Rationally, that's ridiculous. What in this blog is political? Nothing, nothing political, really, nothing subversive or anti-government. And believe me, the diagnosis of the 45th president of the United States did not escape this therapydoc from the get go. The Russians are not listening to us, we're not that important, or reading this blog. But in case they are, we can only hope they like whatever content is coming up this year. Because this year will be different from all others. The blog, and I say this in good faith, shall go on.

It could be about things that have happened, like two recent suicides in my community, or it could be about current events. But more likely I'll write about getting older, pretty sure, not that a lot of people will care. But getting older is shocking. You think back on the milestone birthdays like 16 (half of 32, a friend's mother told me way back when-- trying to get a reaction out of me at 16, which it did, turns out it's a snapshot memory). Forty and fifty are milestones, wrinkles, menopause, divorce, weddings, launching the kids. 

But you think to yourself, why did you stress about any of that, fifty being the new forty, blah, blah, blah. Then you round sixty and your senses change and the stress quadruples. You can't hear. You have to get hearing aids. You can't see, need cataract surgery. Your hair goes gray, seemingly over night. But you hate the smell of hair color, have distinct memories from your mother dyeing her hair and closing the bathroom door.

You become invisible except to others who are going through similar metamorphoses. You're strolling (with a mask, naturally) and you pass another silver-haired woman who is working on her lawn, raking, also wearing a mask. She's seemingly robust, and you silently nod to one another, acknowledging that the two of you could have been in high school together suggesting to the teacher that you would rather read anything by Jack Kerouac and Samuel Beckett than Silas Marner,* and now you're both thinking that the vision of getting the stinking virus is like looking death in the eye. You want to talk to her about that and ask, So how's it working for you, worrying about an early demise. But you nod and stroll on.

So yes, there's a lot to talk about. I feel like I could be back. I'm in a good mood, hoping for a vaccination, hoping to see people in real time, real space in a couple of months, maybe get on a plane. But even working on Zoom, there's much to talk about-- like how great it is to stand up while I'm working, stretch, balance on a balance board. You can't do that when you work in an office and a patient is sitting on the sofa across from you.

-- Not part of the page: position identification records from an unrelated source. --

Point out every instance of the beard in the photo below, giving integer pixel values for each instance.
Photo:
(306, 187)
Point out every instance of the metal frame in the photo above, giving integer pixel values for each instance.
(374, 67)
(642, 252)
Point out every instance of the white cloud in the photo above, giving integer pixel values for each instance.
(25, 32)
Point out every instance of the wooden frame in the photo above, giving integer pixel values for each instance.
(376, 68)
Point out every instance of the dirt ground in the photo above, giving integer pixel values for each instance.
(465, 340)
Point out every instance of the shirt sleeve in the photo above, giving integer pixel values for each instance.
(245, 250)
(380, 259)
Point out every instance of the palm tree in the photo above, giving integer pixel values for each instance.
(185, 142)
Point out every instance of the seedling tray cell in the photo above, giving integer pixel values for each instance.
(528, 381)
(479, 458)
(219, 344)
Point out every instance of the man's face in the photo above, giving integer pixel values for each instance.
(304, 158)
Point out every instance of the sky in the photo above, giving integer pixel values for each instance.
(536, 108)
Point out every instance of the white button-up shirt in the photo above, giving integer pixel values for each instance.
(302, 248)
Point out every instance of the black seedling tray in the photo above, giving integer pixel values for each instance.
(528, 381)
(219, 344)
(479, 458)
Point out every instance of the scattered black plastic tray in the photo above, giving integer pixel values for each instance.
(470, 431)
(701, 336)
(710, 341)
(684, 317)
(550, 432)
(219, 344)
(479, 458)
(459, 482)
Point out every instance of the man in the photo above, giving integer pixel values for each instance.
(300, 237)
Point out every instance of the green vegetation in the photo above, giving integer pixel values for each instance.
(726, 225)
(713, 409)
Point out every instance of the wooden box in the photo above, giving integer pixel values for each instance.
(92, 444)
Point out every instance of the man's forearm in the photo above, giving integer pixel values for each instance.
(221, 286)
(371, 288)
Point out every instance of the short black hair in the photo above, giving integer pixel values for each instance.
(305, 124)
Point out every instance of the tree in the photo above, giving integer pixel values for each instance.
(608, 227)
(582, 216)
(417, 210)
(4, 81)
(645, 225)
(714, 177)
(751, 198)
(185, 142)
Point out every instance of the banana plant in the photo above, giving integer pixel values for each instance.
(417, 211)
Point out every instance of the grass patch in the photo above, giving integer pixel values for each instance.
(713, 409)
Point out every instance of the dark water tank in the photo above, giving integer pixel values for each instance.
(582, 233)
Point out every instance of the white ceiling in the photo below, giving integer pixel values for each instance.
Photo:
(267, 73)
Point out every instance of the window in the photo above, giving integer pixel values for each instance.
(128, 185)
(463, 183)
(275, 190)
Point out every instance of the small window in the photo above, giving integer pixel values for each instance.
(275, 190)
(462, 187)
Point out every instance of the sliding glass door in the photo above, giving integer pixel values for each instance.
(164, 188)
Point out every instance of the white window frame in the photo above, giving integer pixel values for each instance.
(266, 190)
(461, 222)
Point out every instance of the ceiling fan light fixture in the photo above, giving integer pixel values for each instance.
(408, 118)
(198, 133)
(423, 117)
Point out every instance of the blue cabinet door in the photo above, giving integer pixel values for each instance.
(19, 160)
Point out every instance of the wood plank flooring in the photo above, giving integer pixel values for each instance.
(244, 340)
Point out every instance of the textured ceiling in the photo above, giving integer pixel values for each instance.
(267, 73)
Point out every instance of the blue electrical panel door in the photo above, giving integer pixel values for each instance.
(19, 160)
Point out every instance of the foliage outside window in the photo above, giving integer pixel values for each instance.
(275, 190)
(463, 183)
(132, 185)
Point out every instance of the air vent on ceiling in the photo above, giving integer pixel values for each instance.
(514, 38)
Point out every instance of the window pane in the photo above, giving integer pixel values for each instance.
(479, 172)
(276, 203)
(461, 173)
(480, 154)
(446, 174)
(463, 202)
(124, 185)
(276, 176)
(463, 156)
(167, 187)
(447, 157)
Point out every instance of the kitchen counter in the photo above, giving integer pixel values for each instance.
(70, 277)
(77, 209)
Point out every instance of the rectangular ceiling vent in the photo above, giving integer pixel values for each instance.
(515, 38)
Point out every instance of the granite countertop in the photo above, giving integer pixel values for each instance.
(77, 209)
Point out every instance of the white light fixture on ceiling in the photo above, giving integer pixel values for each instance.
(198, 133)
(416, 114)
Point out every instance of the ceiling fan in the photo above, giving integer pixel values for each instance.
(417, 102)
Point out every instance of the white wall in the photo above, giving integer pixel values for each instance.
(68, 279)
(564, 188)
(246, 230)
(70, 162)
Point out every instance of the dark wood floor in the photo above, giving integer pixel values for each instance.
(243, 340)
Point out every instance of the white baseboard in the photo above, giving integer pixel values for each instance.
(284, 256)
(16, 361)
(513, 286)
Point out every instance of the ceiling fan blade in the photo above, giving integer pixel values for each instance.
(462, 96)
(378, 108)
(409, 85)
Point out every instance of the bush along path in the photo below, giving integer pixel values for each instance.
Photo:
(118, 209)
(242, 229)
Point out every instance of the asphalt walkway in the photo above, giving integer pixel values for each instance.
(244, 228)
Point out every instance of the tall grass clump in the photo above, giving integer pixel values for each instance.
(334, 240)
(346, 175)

The Zoom blogging material is here. Like the patient who never stops telling me how she likes a blouse from decades ago, or how I look today or my haircut (naturally, my hair). The patient is a heterosexual female, not objectifying me in that way, but it bothers me. I've mentioned it to her but she can't help it. It's like people who always say that they are sorry when there's nothing to be sorry about, a hard habit to break. We could talk about that, that even the nicest people in the world can upset a therapist who gets impatient and has to call another therapist and vent. What the heck? But the patient has no idea that my sideline is sexual harassment prevention and objectification is a trigger.

Hey, FBI, we good?

therapydoc

*I'm ordering a copy from the library right now.